A few suggestions for future editions of the EMEM:
- “In-Game Items Economy” should simply be called “Gambling” to avoid confusion with API-based services and… well… gambling. Additionally, I feel that it should be further scruitinized to gambling sites that allow for underage gambling and those that verify their users’ ages. Maybe it could be split between “Gambling” and “Illegal Gambling” for good measure.
- Move Reddit from the “Reporting” category to a new category named “Authoritative Shitposting.” Pretty straightforward. Especially since Reddit mods for popular subreddits like to follow their cold, dark hearts and confidential conversations with publishers instead of adjuicating content based on a subreddit’s rules. (Okay, fine, not all subreddit moderators are horrible people, but they do some pretty dumb things in the name of “community management.”)
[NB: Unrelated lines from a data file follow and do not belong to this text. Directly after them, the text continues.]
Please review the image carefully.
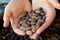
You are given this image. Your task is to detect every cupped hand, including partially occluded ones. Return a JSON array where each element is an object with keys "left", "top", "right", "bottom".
[
  {"left": 3, "top": 0, "right": 30, "bottom": 35},
  {"left": 27, "top": 0, "right": 60, "bottom": 39}
]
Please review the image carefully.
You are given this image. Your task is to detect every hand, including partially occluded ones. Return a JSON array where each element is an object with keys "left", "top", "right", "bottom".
[
  {"left": 3, "top": 0, "right": 30, "bottom": 35},
  {"left": 27, "top": 0, "right": 60, "bottom": 39}
]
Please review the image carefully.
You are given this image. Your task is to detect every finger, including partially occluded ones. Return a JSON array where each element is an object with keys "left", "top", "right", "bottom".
[
  {"left": 10, "top": 19, "right": 26, "bottom": 36},
  {"left": 3, "top": 8, "right": 11, "bottom": 27},
  {"left": 36, "top": 4, "right": 56, "bottom": 34},
  {"left": 30, "top": 33, "right": 38, "bottom": 39},
  {"left": 48, "top": 0, "right": 60, "bottom": 9},
  {"left": 26, "top": 30, "right": 33, "bottom": 35}
]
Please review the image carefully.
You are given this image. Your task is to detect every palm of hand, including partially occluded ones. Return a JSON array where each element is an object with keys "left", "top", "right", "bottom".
[{"left": 4, "top": 0, "right": 60, "bottom": 39}]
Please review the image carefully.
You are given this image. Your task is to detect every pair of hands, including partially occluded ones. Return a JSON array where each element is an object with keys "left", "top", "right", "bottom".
[{"left": 3, "top": 0, "right": 60, "bottom": 39}]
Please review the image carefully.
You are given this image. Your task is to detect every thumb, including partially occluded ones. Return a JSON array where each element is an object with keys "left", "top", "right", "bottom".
[
  {"left": 3, "top": 10, "right": 11, "bottom": 27},
  {"left": 48, "top": 0, "right": 60, "bottom": 9}
]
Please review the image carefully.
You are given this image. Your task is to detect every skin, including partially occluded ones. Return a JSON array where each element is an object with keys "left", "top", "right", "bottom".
[{"left": 3, "top": 0, "right": 60, "bottom": 39}]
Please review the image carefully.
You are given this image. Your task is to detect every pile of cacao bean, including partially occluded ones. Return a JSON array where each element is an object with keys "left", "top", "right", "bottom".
[{"left": 18, "top": 8, "right": 46, "bottom": 32}]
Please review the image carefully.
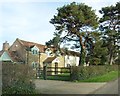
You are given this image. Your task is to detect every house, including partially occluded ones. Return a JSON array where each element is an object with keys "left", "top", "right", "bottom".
[
  {"left": 0, "top": 41, "right": 22, "bottom": 63},
  {"left": 9, "top": 38, "right": 79, "bottom": 68}
]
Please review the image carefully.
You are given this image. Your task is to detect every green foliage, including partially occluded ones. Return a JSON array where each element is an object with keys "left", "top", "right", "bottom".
[
  {"left": 100, "top": 2, "right": 120, "bottom": 65},
  {"left": 71, "top": 65, "right": 118, "bottom": 81},
  {"left": 79, "top": 71, "right": 119, "bottom": 82},
  {"left": 47, "top": 2, "right": 98, "bottom": 65},
  {"left": 2, "top": 63, "right": 35, "bottom": 95},
  {"left": 90, "top": 40, "right": 108, "bottom": 65}
]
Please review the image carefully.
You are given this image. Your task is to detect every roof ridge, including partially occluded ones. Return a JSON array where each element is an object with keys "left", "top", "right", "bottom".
[{"left": 18, "top": 39, "right": 46, "bottom": 46}]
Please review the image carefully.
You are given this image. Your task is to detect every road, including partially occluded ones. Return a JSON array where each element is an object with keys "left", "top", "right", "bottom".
[
  {"left": 93, "top": 78, "right": 120, "bottom": 96},
  {"left": 35, "top": 80, "right": 120, "bottom": 94},
  {"left": 35, "top": 80, "right": 106, "bottom": 94}
]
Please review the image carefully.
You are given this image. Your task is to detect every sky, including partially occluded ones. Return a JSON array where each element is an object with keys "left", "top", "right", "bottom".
[{"left": 0, "top": 0, "right": 119, "bottom": 50}]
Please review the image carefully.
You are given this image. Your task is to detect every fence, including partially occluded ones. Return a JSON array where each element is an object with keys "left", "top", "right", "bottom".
[{"left": 43, "top": 66, "right": 72, "bottom": 80}]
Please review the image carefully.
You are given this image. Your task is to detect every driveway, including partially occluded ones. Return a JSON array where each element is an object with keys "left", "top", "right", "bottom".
[
  {"left": 92, "top": 78, "right": 120, "bottom": 96},
  {"left": 35, "top": 80, "right": 106, "bottom": 94}
]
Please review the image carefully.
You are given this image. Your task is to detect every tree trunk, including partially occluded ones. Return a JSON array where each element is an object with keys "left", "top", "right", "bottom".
[
  {"left": 79, "top": 46, "right": 83, "bottom": 66},
  {"left": 79, "top": 36, "right": 85, "bottom": 66},
  {"left": 109, "top": 50, "right": 113, "bottom": 65}
]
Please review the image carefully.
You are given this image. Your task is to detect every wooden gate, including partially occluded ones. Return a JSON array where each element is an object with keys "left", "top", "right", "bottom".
[{"left": 43, "top": 65, "right": 72, "bottom": 80}]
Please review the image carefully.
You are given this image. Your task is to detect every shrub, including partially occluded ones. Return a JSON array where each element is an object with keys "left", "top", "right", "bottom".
[
  {"left": 2, "top": 63, "right": 35, "bottom": 94},
  {"left": 71, "top": 65, "right": 118, "bottom": 81}
]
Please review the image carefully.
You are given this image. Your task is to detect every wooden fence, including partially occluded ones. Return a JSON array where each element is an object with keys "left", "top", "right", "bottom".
[{"left": 43, "top": 66, "right": 72, "bottom": 80}]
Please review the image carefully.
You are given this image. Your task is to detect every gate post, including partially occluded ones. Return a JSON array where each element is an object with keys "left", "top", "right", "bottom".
[{"left": 43, "top": 65, "right": 47, "bottom": 80}]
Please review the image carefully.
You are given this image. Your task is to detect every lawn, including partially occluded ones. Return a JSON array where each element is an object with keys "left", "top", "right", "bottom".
[{"left": 78, "top": 71, "right": 120, "bottom": 82}]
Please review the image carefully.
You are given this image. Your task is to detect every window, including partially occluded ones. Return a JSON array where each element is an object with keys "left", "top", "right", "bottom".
[
  {"left": 32, "top": 50, "right": 38, "bottom": 54},
  {"left": 67, "top": 64, "right": 70, "bottom": 67}
]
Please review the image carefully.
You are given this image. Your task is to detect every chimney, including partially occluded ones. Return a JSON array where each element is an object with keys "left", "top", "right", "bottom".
[{"left": 3, "top": 41, "right": 9, "bottom": 51}]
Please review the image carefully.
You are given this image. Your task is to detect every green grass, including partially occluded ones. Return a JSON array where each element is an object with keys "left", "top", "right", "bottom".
[{"left": 78, "top": 71, "right": 120, "bottom": 82}]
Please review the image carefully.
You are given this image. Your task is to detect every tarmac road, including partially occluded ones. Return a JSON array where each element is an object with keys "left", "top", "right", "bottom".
[
  {"left": 92, "top": 78, "right": 120, "bottom": 96},
  {"left": 35, "top": 80, "right": 106, "bottom": 94}
]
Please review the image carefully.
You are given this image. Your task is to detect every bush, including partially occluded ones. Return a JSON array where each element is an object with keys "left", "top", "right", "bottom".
[
  {"left": 2, "top": 63, "right": 35, "bottom": 94},
  {"left": 71, "top": 65, "right": 118, "bottom": 81}
]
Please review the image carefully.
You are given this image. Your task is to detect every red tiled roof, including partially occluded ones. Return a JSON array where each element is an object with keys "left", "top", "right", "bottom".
[
  {"left": 18, "top": 39, "right": 47, "bottom": 52},
  {"left": 8, "top": 51, "right": 23, "bottom": 62}
]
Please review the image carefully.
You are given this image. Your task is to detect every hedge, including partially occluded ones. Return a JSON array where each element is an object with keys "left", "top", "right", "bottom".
[
  {"left": 2, "top": 63, "right": 35, "bottom": 95},
  {"left": 70, "top": 65, "right": 118, "bottom": 81}
]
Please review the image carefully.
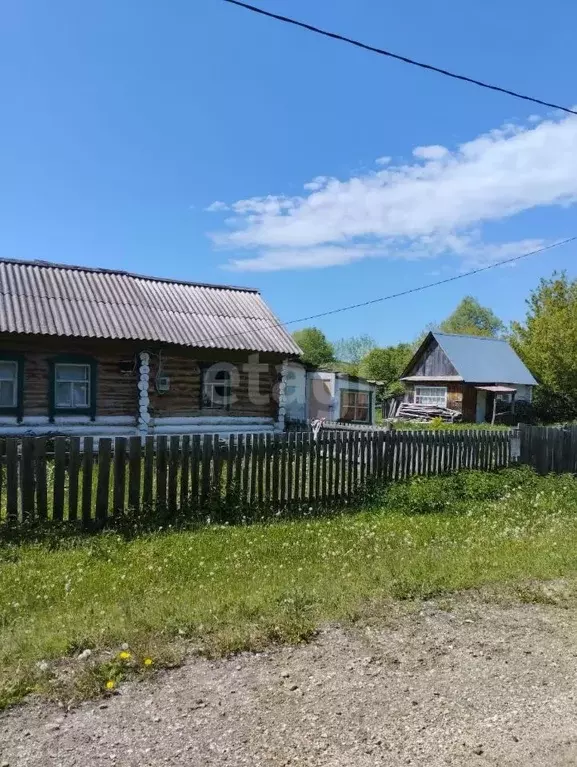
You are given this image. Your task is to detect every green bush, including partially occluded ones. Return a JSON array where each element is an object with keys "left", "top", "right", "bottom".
[{"left": 384, "top": 466, "right": 538, "bottom": 514}]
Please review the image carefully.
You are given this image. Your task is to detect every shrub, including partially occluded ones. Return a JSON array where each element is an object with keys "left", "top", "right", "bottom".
[{"left": 384, "top": 466, "right": 538, "bottom": 514}]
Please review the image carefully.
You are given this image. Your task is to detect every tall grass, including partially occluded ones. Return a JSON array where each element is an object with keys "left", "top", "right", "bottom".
[{"left": 0, "top": 462, "right": 577, "bottom": 702}]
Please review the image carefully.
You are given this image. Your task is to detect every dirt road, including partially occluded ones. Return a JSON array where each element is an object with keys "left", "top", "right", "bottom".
[{"left": 0, "top": 597, "right": 577, "bottom": 767}]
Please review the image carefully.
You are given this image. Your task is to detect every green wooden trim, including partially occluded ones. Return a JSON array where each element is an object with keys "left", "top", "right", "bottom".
[
  {"left": 198, "top": 362, "right": 232, "bottom": 413},
  {"left": 337, "top": 389, "right": 373, "bottom": 426},
  {"left": 0, "top": 352, "right": 25, "bottom": 423},
  {"left": 48, "top": 354, "right": 98, "bottom": 423}
]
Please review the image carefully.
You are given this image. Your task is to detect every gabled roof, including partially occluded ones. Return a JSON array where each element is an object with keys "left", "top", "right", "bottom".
[
  {"left": 0, "top": 259, "right": 300, "bottom": 355},
  {"left": 403, "top": 331, "right": 537, "bottom": 386}
]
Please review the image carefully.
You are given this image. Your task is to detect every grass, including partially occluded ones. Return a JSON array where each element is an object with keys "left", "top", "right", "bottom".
[{"left": 0, "top": 462, "right": 577, "bottom": 705}]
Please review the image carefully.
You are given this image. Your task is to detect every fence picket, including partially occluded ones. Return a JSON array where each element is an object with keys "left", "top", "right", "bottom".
[
  {"left": 20, "top": 437, "right": 34, "bottom": 522},
  {"left": 96, "top": 437, "right": 112, "bottom": 523},
  {"left": 294, "top": 431, "right": 303, "bottom": 503},
  {"left": 112, "top": 437, "right": 126, "bottom": 515},
  {"left": 326, "top": 431, "right": 336, "bottom": 502},
  {"left": 224, "top": 434, "right": 237, "bottom": 510},
  {"left": 242, "top": 434, "right": 252, "bottom": 506},
  {"left": 168, "top": 435, "right": 180, "bottom": 514},
  {"left": 68, "top": 437, "right": 80, "bottom": 522},
  {"left": 285, "top": 431, "right": 296, "bottom": 505},
  {"left": 142, "top": 437, "right": 154, "bottom": 509},
  {"left": 156, "top": 436, "right": 168, "bottom": 509},
  {"left": 128, "top": 437, "right": 142, "bottom": 511},
  {"left": 279, "top": 434, "right": 288, "bottom": 506},
  {"left": 256, "top": 434, "right": 268, "bottom": 505},
  {"left": 52, "top": 437, "right": 66, "bottom": 522},
  {"left": 200, "top": 434, "right": 213, "bottom": 509},
  {"left": 6, "top": 437, "right": 19, "bottom": 524},
  {"left": 190, "top": 434, "right": 200, "bottom": 511},
  {"left": 82, "top": 437, "right": 94, "bottom": 527},
  {"left": 35, "top": 437, "right": 47, "bottom": 519}
]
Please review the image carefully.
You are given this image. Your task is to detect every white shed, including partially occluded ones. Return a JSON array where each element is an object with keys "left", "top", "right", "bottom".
[{"left": 286, "top": 362, "right": 377, "bottom": 424}]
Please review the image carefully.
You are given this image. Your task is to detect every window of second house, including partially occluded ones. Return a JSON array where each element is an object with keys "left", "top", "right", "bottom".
[
  {"left": 202, "top": 368, "right": 232, "bottom": 410},
  {"left": 0, "top": 360, "right": 18, "bottom": 408},
  {"left": 54, "top": 363, "right": 90, "bottom": 410},
  {"left": 341, "top": 389, "right": 371, "bottom": 423},
  {"left": 415, "top": 386, "right": 447, "bottom": 407}
]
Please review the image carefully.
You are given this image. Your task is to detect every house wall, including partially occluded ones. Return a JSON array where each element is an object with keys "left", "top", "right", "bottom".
[
  {"left": 286, "top": 362, "right": 308, "bottom": 421},
  {"left": 407, "top": 338, "right": 459, "bottom": 378},
  {"left": 404, "top": 378, "right": 534, "bottom": 423},
  {"left": 404, "top": 378, "right": 465, "bottom": 413},
  {"left": 0, "top": 335, "right": 282, "bottom": 435},
  {"left": 332, "top": 376, "right": 376, "bottom": 424}
]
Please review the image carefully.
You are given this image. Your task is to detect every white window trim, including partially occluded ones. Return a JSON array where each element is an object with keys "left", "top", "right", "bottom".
[
  {"left": 54, "top": 362, "right": 91, "bottom": 410},
  {"left": 415, "top": 386, "right": 447, "bottom": 407},
  {"left": 0, "top": 360, "right": 18, "bottom": 408},
  {"left": 202, "top": 370, "right": 232, "bottom": 410},
  {"left": 339, "top": 389, "right": 373, "bottom": 424}
]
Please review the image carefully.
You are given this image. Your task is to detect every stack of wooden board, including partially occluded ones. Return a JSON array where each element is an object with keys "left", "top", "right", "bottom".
[{"left": 395, "top": 402, "right": 461, "bottom": 423}]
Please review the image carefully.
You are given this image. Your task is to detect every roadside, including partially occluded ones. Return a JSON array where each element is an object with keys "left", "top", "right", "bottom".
[{"left": 0, "top": 583, "right": 577, "bottom": 767}]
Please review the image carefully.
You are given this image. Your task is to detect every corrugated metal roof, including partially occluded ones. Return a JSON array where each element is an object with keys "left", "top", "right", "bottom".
[
  {"left": 0, "top": 259, "right": 300, "bottom": 355},
  {"left": 432, "top": 332, "right": 537, "bottom": 386}
]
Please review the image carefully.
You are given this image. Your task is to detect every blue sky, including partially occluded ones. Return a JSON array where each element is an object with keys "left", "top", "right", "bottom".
[{"left": 0, "top": 0, "right": 577, "bottom": 344}]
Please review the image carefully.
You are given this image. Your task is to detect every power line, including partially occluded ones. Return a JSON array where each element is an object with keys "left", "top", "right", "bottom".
[
  {"left": 224, "top": 0, "right": 577, "bottom": 115},
  {"left": 190, "top": 235, "right": 577, "bottom": 352}
]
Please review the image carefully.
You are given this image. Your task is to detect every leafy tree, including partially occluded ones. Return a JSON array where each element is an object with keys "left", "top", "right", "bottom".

- The list is missing fighting games. When the final rounds of a grassroots tournament for a fifteen year old game draws about 100k concurrent viewers on (nearly) a monthly basis, it’s time to start including it in a top tier. Also Capcom called, and it wanted me to ask you if you thought Street Fighter V was chopped liver. And while you’re at it, consider adding Shoryuken to the “Reporting” category.
- Mobile games aren’t so much about competition, they’re about profitability. If Vainglory makes the cut as a ‘game to watch’ on your chart, I’m pretty sure you’re missing at least ten other more profitable properties that could reasonably claim to be a realistic, viable top-tier title in the mobile world. Clash of Clans comes to mind before Vainglory does. Furthermore, Vainglory’s not even listed in the Top Free Games on the App Store at the moment. There’s an officially licensed Yahtzee app that is listed at 27th on the Top Grossing Games chart right now; Vainglory is at 132nd.